Baş Belası

3.6K 221 23
                                    

Hiç bir şeyi unutmayacağım. Hiç bir şeyi unutmayacağım. Hiç... Bir... Şeyi...

Finn'in seni seviyorum deyişini unutmamalıydım. Bu mantrayı ard arda tekrarladım bu yüzden.

Rüyamda bile, uykumun en derin vaktinde bile aynı şeyi yapıyordum. Eğer her şeyi unutursam bir daha aynı şeylere katlanamayabilirdim.

Finn'e katlanmak... Onun beni sevmediğini düşünerek yaşamak ve gözünün önündekilere inatla görmek istememesine dayanmaya çalışmak... İşte bu... Çok zordu.

Bir anda rüyam son buldu. Uçurumdan düşüyormuşum hissi kapladı tüm vücudumu. Bir yere tutunmak istedim ama başaramadım. Bağırarak, çığlık çığlığa sonsuz boşluğa yuvarlandım.

Gözlerimi açtığımda aslında sadece yatağımdan-durun bir dakika- Finn'in yatağından düştüğümü fark ettim.

-Kahretsin!

Karavanın içinde başımı tavana çarpmamaya çalışarak iki büklüm doğruldum. Ben Finn'in yatağındaydım. Peki Finn neredeydi?

Sorumun cevabını arkamdan sinsice yaklaşarak vermişti Finn.

-Bööö!!

İrkilmemle birlikte alçak tavana kafamı geçirmiştim. Gerçekten şu çocuk yüzünden tüm beyin hücrelerimi kaybedecektim.
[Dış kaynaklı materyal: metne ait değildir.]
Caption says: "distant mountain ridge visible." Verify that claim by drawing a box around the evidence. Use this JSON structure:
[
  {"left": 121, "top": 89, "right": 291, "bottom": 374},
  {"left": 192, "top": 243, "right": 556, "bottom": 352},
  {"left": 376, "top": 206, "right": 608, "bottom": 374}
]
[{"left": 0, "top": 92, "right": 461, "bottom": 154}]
-Tanrım! Gerizekalısın, Finn!

Finn suratına yayılan geniş bir gülümsemeyle cevapladı beni. Dünki gecenin hiç yaşanmadığını mı varsayıyordu?

Büyük ihtimalle her şeyi unuttuğumu düşünüyordu. Oysa her şeyi hatırlıyordum. Rüyamda bile anı anına aynı şeyleri görmüştüm.

Finnin yumuşak dudaklarının kısa süreliğine dokunuşu aklımdaydı.

Ve...Tabi ki de seni seviyorum, şapşal!

Diyişi...

-Ben mi? Dün midesi yokmuş gibi içen kimdi acaba? Annen sabaha kadar yirmi kez seni aradı. En sonunda ben cevap verdim.

Annem?!!!

Babam beni merak ederdi. Eve gelmediğimdeyse iyimser düşünceler ortaya atardı. Bir arkadaşında kalmıştır, canım. Robert 18 yaşında.

Annemse... Ah, direkt beni öldürür ve cesedimi aramak için dedektifliğe başlardı.

Nerde bu çocuk? Ah ya bir katil tarafından öldürüldüyse? Ya tecavüze uğradıysa? Ya tecavüze uğrayıp öldürüldüyse?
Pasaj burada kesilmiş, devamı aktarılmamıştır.